Discrete Choice Experiments to Elicit Patient Preferences for Decision Making in Transplantation.

Transplantation 2021 May;105(5):960-967

Sydney School of Public Health, Faculty of Medicine and Health, The University of Sydney, Sydney, NSW, Australia.

Providing care for transplant recipients is challenging given the need to maintain optimal graft function and survival while managing the debilitating side effects and complications associated with immunosuppression including infection, cancer, new-onset diabetes mellitus, and cardiovascular disease. Given the complexity of treatment options and the uncertainty about long-term benefits and harms of treatment, understanding patient preferences and values are key to ensuring that clinical decisions take into consideration patient priorities to support shared decision making and self-management.

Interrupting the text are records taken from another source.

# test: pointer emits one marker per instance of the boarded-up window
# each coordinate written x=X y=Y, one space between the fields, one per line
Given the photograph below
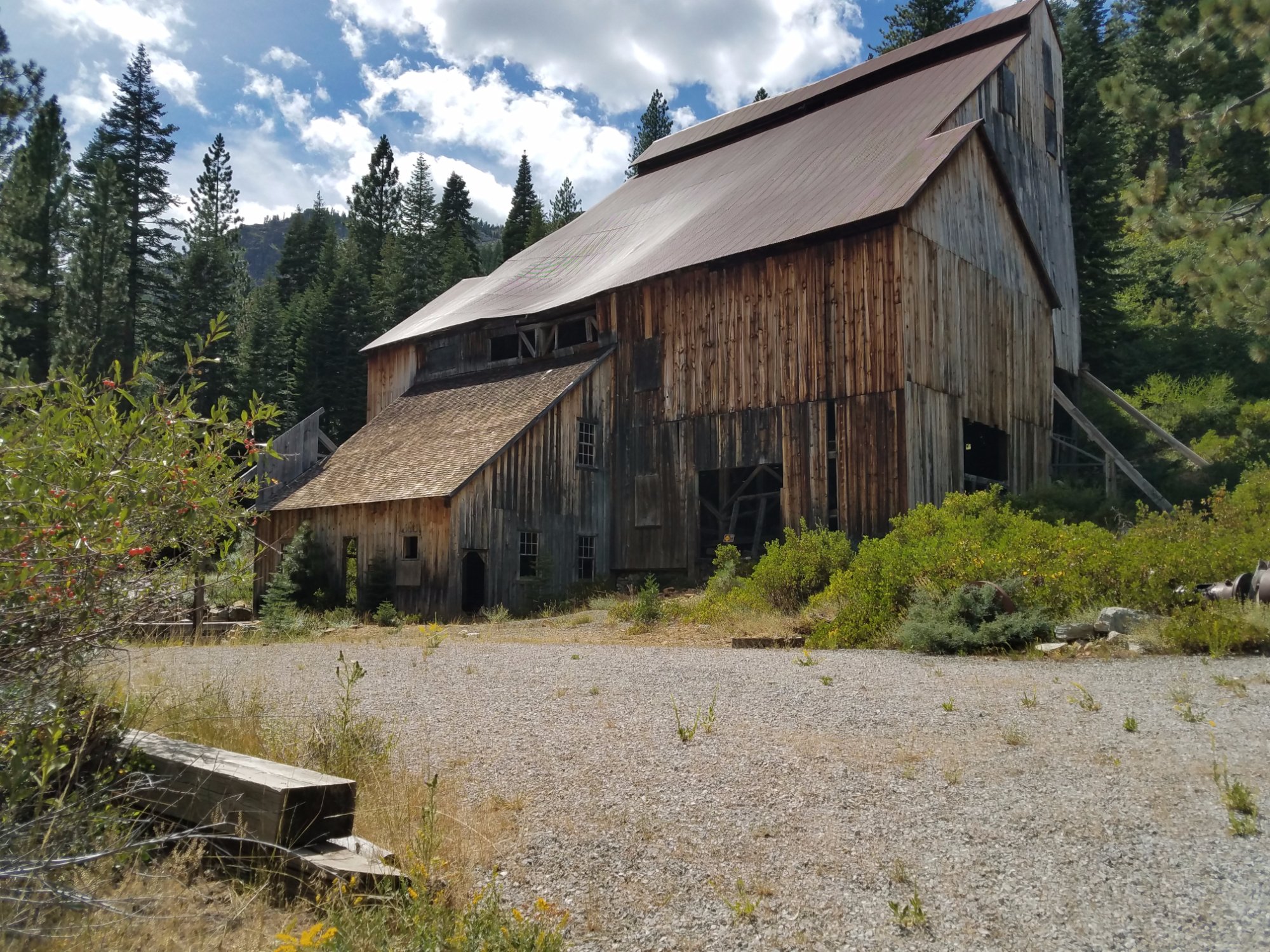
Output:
x=529 y=555
x=1006 y=91
x=648 y=365
x=648 y=501
x=586 y=558
x=586 y=444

Choice experiments are increasingly used to quantify patient and community preferences, including in the field of transplantation. Discrete choice experiments (DCEs) are a well-established, validated methodology used to elicit preferences for decision making in health and other settings. In transplantation, for example, DCEs have been used to elicit patient preferences for outcomes following kidney transplantation, to identify community preferences factors for organ allocation and in establishing core outcomes. This article provides an overview of the concepts and methods used in the design of DCEs and how patients' preferences can be applied in shared decision making in transplantation.